Un propriétaire confie à une agence immobilière la mission de lui trouver un acquéreur pour son bien ou décide de mettre son bien en vente sans intervention d’un professionnel. Quoi de plus fréquent ?
Dans la première hypothèse, et après avoir signé la convention de courtage obligatoire, l’agence débute sa mission en réalisant, notamment, une annonce décrivant l’immeuble et indiquant le prix demandé pour sa vente sur et dans tout autre support qu’elle juge approprié.
Un amateur intéressé prend contact avec l’agence afin d’obtenir d’avantage de renseignements, réaliser une visite et… une fois toutes les informations obtenues, l’amateur se mue en candidat acquéreur, lequel déclare accepter le prix souhaité par le vendeur et dépose une offre ferme d’acquérir au prix sollicité !!!
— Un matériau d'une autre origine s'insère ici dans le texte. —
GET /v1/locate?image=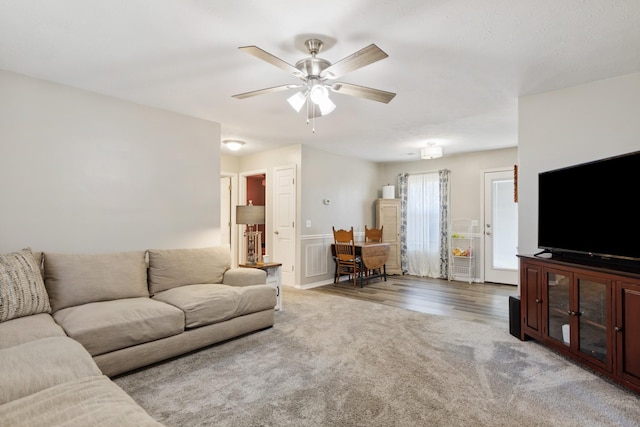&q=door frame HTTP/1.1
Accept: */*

[478,167,520,286]
[220,171,239,267]
[238,169,271,262]
[271,163,301,287]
Légitimement fier du devoir accompli, l’agent immobilier informe le vendeur de l’excellent résultat obtenu et, contre toute attente, se heurte à un refus du vendeur d’accepter l’offre réalisée et de poursuivre la vente avec le candidat…
Telle peut également être la situation sans intervention de l’agent immobilier…
Comme on peut l’imaginer, le candidat acquéreur s’en trouve fortement courroucé… car il estime que la vente est parfaite au motif que son offre au prix souhaité rencontre l’offre du vendeur et forme en conséquence l’accord des parties sur la chose et le prix.
Face à cette situation ubuesque, et, en dehors de toute considération morale, il faut se poser la question suivante : l’annonce de la mise en vente de l’immeuble à tel prix, constitue-t-elle une offre de vente qui peut être levée par l’offre au prix et de ce fait devenir une vente ?
Dans la plupart des cas, l’agent immobilier n’est investi « que » d’une mission de courtage (rechercher des candidats acquéreurs et à les mettre en rapport avec le propriétaire). En conséquence, il ne peut poser un acte juridique pour le compte du propriétaire et, de ce fait, l’engager.
C’est aussi pour cette raison que la jurisprudence refuse de voir une annonce immobilière comme une offre de vente (qui engagerait alors le vendeur), même si l’annonce mentionne un prix.
Selon la jurisprudence, « Il est généralement admis que l’offre adressée au public, notamment par le biais d’annonces ou d’affiches, ne satisfait pas à la condition de la volonté de s’engager juridiquement et ne peut être interprétée autrement que comme un simple moyen d’obtenir des offres d’achat » (Arrêt de la 7ème chambre de la Cour d’appel de Bruxelles du 23.06.2011, Rôle 2008/AR/1795, Civ. Brux., réf. 31 mai 1995, R.G.D.C. 1996, p. 68).
Le Tribunal de première instance de Bruxelles avait déjà, par jugement du 24 avril 2009, confirmé sa jurisprudence selon laquelle l’annonce de mise en vente d’un bien immobilier ne constitue pas une offre de vente liant définitivement le vendeur, fut-elle assortie de la mention du prix. Il ne suffit donc pas que ce prix soit accepté par le premier candidat acquéreur pour former une vente parfaite
Que peut-on en déduire ? Que dans les circonstances relatées ci-dessus, il ne suffit pas de déclarer que l’on achète la maison au prix demandé pour qu’il y ait vente…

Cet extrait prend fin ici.